Norberto José Olivar: Uno también es el otro

thumbnailnorbertojoseolivarAcabo de mirar Institute Benjamenta (1996), de los hermanos Quay, basada en la novela de Robert Walser. Es una adaptación a ratos gótica y excesivamente teatral, un enigma en sí misma, pero se deja ver hasta con cierta curiosidad. Pero la película me hizo recordar, por supuesto, a Jakob von Guten (1909), y en la rara experiencia que es sumergirse en la cotidianidad de una escuela de domésticos y, en esa manera tan desconcertante de mirar al mundo y a la vida de este personaje, pues nos creemos, casi siempre, signados para un destino singular y trascendente.

Dice Jakob von Guten: “Aquí se aprende muy poco, falta personal docente y nosotros, los muchachos del Instituto Benjamenta, jamás llegaremos a nada; es decir, que el día de mañana seremos todos gente muy modesta y subordinada. La enseñanza que nos imparten consiste básicamente en inculcarnos paciencia y obediencia, dos cualidades que prometen escaso o ningún éxito”.

Pero es imposible ver esta película, o leer el libro, sin conectar con la realidad inmediata. El escritor, y el director, saben que lo que hacen es subsidiario del contexto: los padecimientos, los anhelos, las frustraciones, en fin, no hay manera de narrar sobre el vacío. Y el buen lector, o espectador, caza esos gestos, esas claves. Es como si buscáramos en las obras ajenas nuestra biografía.
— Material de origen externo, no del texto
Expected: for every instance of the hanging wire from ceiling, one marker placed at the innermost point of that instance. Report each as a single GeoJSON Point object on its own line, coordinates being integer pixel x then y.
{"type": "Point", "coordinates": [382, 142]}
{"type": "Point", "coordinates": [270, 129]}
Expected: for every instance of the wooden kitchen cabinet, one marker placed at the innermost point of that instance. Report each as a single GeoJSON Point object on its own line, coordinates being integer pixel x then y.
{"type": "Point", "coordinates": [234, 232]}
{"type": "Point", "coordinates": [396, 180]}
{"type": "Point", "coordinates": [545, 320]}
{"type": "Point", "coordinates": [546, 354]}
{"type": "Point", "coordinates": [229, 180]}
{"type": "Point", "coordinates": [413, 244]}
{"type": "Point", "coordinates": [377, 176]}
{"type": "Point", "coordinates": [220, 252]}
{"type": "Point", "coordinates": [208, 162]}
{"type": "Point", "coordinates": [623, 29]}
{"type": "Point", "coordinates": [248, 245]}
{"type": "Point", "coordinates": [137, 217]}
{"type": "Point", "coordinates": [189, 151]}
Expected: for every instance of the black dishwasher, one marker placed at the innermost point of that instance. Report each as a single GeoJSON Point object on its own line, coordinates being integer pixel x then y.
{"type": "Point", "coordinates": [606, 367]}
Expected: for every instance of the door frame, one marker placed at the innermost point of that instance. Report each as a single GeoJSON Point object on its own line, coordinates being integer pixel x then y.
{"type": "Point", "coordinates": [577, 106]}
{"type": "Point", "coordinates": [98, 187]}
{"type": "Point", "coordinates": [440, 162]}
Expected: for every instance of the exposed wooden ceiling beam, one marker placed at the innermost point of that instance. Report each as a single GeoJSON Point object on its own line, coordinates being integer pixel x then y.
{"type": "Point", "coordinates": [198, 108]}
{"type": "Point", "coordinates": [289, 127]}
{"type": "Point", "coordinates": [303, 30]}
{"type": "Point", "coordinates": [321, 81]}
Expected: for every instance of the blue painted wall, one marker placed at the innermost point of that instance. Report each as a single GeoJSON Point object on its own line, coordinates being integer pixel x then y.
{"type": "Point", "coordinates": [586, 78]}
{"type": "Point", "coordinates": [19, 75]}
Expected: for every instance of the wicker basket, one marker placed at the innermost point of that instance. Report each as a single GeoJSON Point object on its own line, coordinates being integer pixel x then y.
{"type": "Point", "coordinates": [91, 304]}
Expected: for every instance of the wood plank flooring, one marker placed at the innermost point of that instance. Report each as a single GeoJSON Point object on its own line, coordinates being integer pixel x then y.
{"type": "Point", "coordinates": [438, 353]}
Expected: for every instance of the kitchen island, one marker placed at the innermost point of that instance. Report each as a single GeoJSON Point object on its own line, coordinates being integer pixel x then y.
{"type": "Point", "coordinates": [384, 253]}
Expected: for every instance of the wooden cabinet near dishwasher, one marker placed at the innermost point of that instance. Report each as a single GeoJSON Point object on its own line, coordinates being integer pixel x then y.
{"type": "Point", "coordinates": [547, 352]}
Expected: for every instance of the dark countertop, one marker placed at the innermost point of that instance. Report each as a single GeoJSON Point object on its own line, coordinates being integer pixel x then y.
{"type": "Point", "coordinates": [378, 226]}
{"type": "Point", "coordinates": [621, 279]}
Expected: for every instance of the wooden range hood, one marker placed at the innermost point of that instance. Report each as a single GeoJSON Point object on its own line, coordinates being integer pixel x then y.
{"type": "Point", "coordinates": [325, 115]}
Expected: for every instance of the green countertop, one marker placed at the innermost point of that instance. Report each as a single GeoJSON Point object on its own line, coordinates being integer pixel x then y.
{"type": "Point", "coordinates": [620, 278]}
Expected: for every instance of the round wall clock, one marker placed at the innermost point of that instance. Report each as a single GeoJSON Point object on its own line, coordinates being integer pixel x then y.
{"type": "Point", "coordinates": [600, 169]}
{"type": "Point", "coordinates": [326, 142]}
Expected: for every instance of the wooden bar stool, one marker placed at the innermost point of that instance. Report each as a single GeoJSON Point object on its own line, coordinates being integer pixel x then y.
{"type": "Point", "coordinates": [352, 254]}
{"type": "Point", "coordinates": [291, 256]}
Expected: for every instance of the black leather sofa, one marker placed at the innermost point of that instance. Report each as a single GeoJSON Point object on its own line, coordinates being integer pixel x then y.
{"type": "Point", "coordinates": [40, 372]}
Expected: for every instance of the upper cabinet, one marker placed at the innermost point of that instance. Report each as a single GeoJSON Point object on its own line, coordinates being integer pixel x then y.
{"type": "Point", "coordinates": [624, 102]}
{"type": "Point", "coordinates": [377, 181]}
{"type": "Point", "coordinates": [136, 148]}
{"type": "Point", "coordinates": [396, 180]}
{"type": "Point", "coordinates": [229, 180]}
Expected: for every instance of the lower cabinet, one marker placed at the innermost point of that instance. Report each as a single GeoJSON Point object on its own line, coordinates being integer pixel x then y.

Hace unos días, Vila-Matas citaba a Sergio Chejfec y la cosa no me parece nada casual: “Un escritor de mi país sabe que al escribir se está dirigiendo no sólo a esa instancia abstracta llamada público, sino también a los libros previamente escritos. Los autores, de cualquier estética, tejen alusiones, guiños, remisiones a otros libros incluso sin que se lo propongan”. Pero a su vez, esos libros (obras: películas, pinturas; digamos, arte en general) funcionan como ductos de realidades que se fusionan, o repelen, permitiendo, de esta manera, que nos encontremos con la nuestra y nos hagamos una idea. Y los creadores que generen semejante posibilidad, terminaran por convertirse en nuestros autores de cabecera.

Toda esta vuelta, pues, solo para decir que Walser (y los Quay) y, su Jakob von Guten (original y versionado), nos dejan ver los peligros, asimilados hasta la saciedad, de ser educados para obedecer y aspirar, con mucha alegría, a una vida de sumisión, siempre pensando en “servir” al otro, pero a ese otro ni le pasa por la cabeza que uno, también, es el otro de cuando en cuando.